Das Monster, das wir da zu sehen bekamen, war ein Spiegelkarpfen, der mit der Schwanzflosse am Wirbel endete, der das Vorfach und die Hauptschnur verband. Das bedeutete, dass er etwa 80 cm maß. Das konnte nicht gut gehen - nicht mit der Montage...
Anscheinend war unser Vorhaben jetzt aufgeflogen und der Karpfen entschied sich, erst einmal für die andere Seite des Kanals. Wenn ich gegen gehalten hätte, dann wäre ich den Sturkopf mitsamt meinem Angelgeschirr losgewesen. Das Einzige, was ich tun konnte, war mit ausgestrecktem Arm mit dem Karpfen mitzulaufen. Das mitzumachen, was er wollte. Und dafür reichte die Länge der Rute gerade aus. Warum hatte ich jetzt keine meiner Karpfen-Steckruten in der Hand?
Der Fisch hatte mich also an der Angel und spielte "Wilde Sau"! Klasse!
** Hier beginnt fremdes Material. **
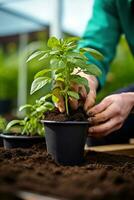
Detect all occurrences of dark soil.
[45,107,88,121]
[0,145,134,200]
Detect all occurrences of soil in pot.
[0,144,134,200]
[1,134,45,149]
[42,110,89,165]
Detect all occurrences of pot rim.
[41,120,89,125]
[0,133,43,139]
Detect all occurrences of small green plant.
[6,96,54,137]
[0,116,7,132]
[27,37,103,115]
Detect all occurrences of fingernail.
[88,118,92,123]
[89,128,94,133]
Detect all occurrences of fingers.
[84,90,96,114]
[69,84,87,110]
[87,99,112,116]
[89,106,115,125]
[89,118,122,137]
[55,96,65,113]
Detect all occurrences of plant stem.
[65,94,69,115]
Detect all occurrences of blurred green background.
[97,37,134,102]
[0,32,134,116]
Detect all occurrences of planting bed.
[0,145,134,200]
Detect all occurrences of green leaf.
[80,48,104,60]
[64,37,80,42]
[6,120,22,131]
[67,91,80,100]
[43,102,54,110]
[27,51,44,62]
[39,53,50,61]
[47,37,60,48]
[34,68,52,79]
[19,104,32,111]
[56,77,65,83]
[50,58,59,67]
[30,77,52,94]
[36,105,47,112]
[39,94,52,102]
[52,95,59,103]
[70,75,89,87]
[84,64,102,76]
[66,52,88,62]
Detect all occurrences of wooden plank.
[85,144,134,156]
[18,191,59,200]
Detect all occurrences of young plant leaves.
[30,77,52,94]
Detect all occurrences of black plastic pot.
[0,99,12,115]
[1,134,45,149]
[42,120,89,165]
[0,134,3,147]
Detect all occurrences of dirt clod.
[0,145,134,200]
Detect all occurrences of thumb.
[84,89,96,112]
[55,96,65,113]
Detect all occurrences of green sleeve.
[79,0,121,88]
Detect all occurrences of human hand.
[89,93,134,137]
[56,72,98,114]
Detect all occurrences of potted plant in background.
[1,97,53,149]
[28,37,102,165]
[0,116,7,147]
[0,49,17,120]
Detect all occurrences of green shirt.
[79,0,134,87]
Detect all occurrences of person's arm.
[89,92,134,137]
[78,0,121,88]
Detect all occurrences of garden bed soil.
[0,145,134,200]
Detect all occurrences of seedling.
[27,37,103,115]
[0,116,7,132]
[6,97,54,136]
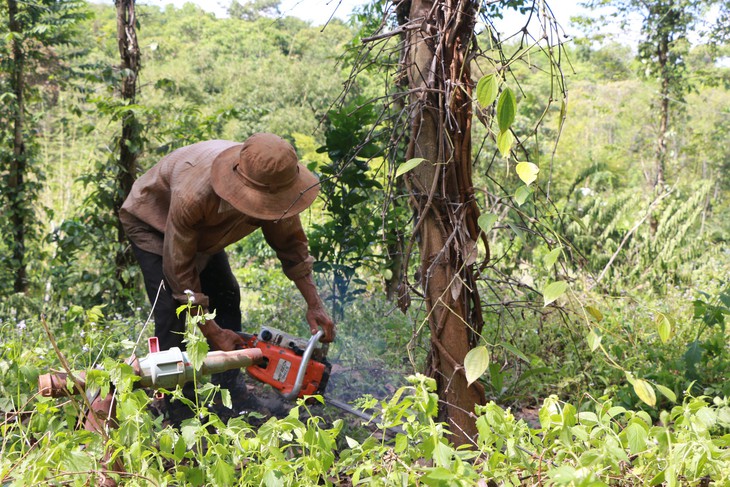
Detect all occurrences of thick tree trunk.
[114,0,141,287]
[404,0,485,444]
[8,0,29,293]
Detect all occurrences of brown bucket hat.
[211,133,319,220]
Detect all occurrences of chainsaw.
[38,326,332,400]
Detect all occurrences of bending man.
[119,133,335,420]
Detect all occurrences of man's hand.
[307,306,336,343]
[200,320,246,352]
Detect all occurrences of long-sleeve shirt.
[119,140,313,307]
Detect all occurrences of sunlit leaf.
[633,379,656,407]
[497,130,515,157]
[477,74,499,107]
[542,247,563,269]
[477,213,497,233]
[464,345,489,385]
[654,384,677,402]
[655,313,672,343]
[515,162,540,186]
[395,157,426,177]
[586,305,603,323]
[622,423,649,455]
[542,281,568,306]
[497,88,517,132]
[586,330,602,352]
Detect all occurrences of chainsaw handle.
[282,330,324,401]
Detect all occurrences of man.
[119,133,335,420]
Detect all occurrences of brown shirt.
[119,140,313,307]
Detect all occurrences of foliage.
[309,99,387,318]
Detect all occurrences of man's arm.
[162,197,245,352]
[261,215,335,343]
[294,274,336,343]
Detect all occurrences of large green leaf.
[464,345,489,385]
[477,74,499,107]
[633,379,656,407]
[497,88,517,132]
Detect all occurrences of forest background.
[0,1,730,485]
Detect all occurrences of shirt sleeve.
[162,192,209,308]
[261,215,314,281]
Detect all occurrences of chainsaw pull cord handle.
[282,330,324,401]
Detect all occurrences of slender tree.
[583,0,704,190]
[113,0,142,287]
[8,0,30,293]
[348,0,563,444]
[396,0,485,443]
[0,0,85,293]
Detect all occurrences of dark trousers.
[132,244,241,350]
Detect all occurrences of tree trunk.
[404,0,485,444]
[654,36,670,191]
[114,0,141,287]
[8,0,29,293]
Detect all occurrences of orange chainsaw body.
[240,328,331,398]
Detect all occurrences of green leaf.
[497,88,517,132]
[212,458,236,485]
[542,281,568,306]
[395,157,426,177]
[477,74,499,107]
[655,313,672,343]
[515,162,540,186]
[264,470,285,487]
[634,379,656,407]
[477,213,497,233]
[654,384,677,402]
[586,305,603,323]
[507,223,525,242]
[464,345,489,385]
[497,130,515,157]
[515,186,532,206]
[586,330,603,352]
[623,423,648,455]
[542,247,563,270]
[433,440,454,467]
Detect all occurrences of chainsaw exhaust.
[38,347,263,397]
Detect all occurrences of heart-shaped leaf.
[542,281,568,306]
[464,345,489,385]
[497,88,517,132]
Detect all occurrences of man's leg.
[132,244,185,350]
[200,252,250,419]
[132,244,195,427]
[200,252,241,331]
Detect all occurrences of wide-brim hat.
[211,133,319,220]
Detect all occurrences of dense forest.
[0,0,730,486]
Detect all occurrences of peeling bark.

Das konnte stundenlang so weitergehen, wenn er es nur wollte und ich hatte das Nachsehen, um nicht zu sagen "Die A... - Karte".

Nach etwa 10 Minuten hatte ich einen lahmen Arm und mein Kumpel Thomas, der das ganze mit weit geöffneten Augen mitverfolgt hatte, fragte mich jetzt allen Ernstes: "Soll ich übernehmen, oder kannst Du noch?" Ich hätte die Angel mit dem "Fisch meines Lebens" niemals aus der Hand gegeben, nicht einmal wenn ich anschließend Lähmungserscheinungen bis zur Rente gehabt hätte und das wusste er genau.
Dann passierte das Unfassbare! Diese Intelligenz-Bestie von Schuppenträger wickelte meine Angelschnur ein paar mal um die Seerosen. Ich versuchte, sie da wieder herauszubekommen und das schien anfangs auch zu funktionieren, aber als ich wie gelähmt mit ansehen musste, wie sich meine Angel noch ein letztes mal bemühte, ein O zu formen, wusste ich schon was kam. Mit einem nahezu lautlosen "PING" schoss meine Schnur aus dem Wasser. Aus der Traum!!!

Fassungslos starrten Thomas und ich auf die Stelle, die meinen großen, glitschigen Freund vermutlich für alle Ewigkeit in die Freiheit entlassen hatte. Ein flaues Gefühl in der Magengegend entstand noch einmal, als ich sah, dass der Karpfen gar nicht meine Schnur zerrissen hatte. Dafür war der Haken gerade gebogen. Irgendwie war ich traurig über den Verlust. Aber hatte ich nicht Glück im Unglück? Ich hatte eine schöne, große Schleie gefangen. Damit sollte man wirklich zufrieden sein. Außerdem war das nicht mein letzter Angeltag! Wir packten die Angelsachen ein und den Grill aus. Dann redeten wir noch bis in die späten Abendstunden über diesen wundervollen Tag und hofften, dass der heilige Petrus uns auch in Zukunft nicht im Stich lassen würde.